Maldonado regresa a la gran cita tras dos décadas de espera, logrando que San Carlos, la capital, y el este fernandino tiren juntos de la misma cuerda. Su andar ha sido demoledor, una máquina de sumar que llega con la chapa de candidato casi sin perder el brillo tras despachar rivales con una solvencia que impresiona: 11 triunfos en 14 partidos y una fuerza goleadora que metió miedo en cada cancha. En la otra esquina, Salto representa la vigencia del Litoral Norte, ese equipo que sabe lo que es sufrir y que encontró en la seguridad de sus manos el pasaporte a la gloria. Es cierto que clasificó en los penales tras perder en Fray Bentos, pero no menos cierto es que su camino está lleno de buenas versiones, porque en 12 encuentros acumuló siete victorias, tres empates y dos derrotas. Con 17 goles convertidos y solo seis recibidos, es un equipo contenido y sumamente eficiente. Es el cruce entre la voracidad del que regresa y la serenidad del que ya conoce el camino.

Coordenadas y definición de la gloria

La cita para este primer asalto de la 22 Copa Nacional de Selecciones, el 74 campeonato del Interior, está marcada para el sábado 11 de abril a las 20.00. Bajo el arbitraje de Gonzalo de León Pintos, secundado por Gonzalo Ríos y Walter Aberasteguy, el Dickinson será el escenario donde la Panther empiece a rodar para decidir quién es el mejor entre los mejores. Tendrán, además, un componente inédito. Se implementará el sistema de soporte de videoarbitraje (FVS), una herramienta que no funciona como el VAR tradicional, sino que se activa a pedido de los entrenadores.

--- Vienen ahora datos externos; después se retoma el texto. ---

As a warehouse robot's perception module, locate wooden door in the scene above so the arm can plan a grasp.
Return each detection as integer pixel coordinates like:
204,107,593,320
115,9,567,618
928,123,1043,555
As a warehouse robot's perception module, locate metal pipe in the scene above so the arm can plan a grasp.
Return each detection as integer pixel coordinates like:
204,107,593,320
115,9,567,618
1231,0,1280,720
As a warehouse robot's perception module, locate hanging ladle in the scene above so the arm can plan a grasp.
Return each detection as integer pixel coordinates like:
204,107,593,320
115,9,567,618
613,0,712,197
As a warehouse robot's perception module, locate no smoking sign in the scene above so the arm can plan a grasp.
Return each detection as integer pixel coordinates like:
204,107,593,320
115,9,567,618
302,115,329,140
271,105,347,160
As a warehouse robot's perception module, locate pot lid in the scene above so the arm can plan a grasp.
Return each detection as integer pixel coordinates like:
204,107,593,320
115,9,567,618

Cada técnico dispondrá de dos oportunidades para solicitar la revisión de jugadas puntuales –gol o no gol, penal, tarjeta roja directa o error de identidad– mediante una tarjeta que deberá entregar al árbitro. Si el reclamo es correcto, la conserva; si no, la pierde.

Para los que no puedan estar en la tribuna, la pantalla será el refugio a través de la producción oficial canalizada en DirecTV y DGO, mientras que las entradas ya se pueden gestionar por la plataforma de Antel.

El reglamento establece que, no este sábado, sino el siguiente, en San Carlos, cuando se juegue la revancha, la gloria se define por puntos y luego por diferencia de goles. De persistir la igualdad tras la revancha en San Carlos, habrá alargue de 30 minutos y, de ser necesario, los penales decidirán quién se queda con el máximo sueño del fútbol del interior. Todo está pronto para que el alambique de nuestra pasión destile la emoción pura de este mundial, el nuestro.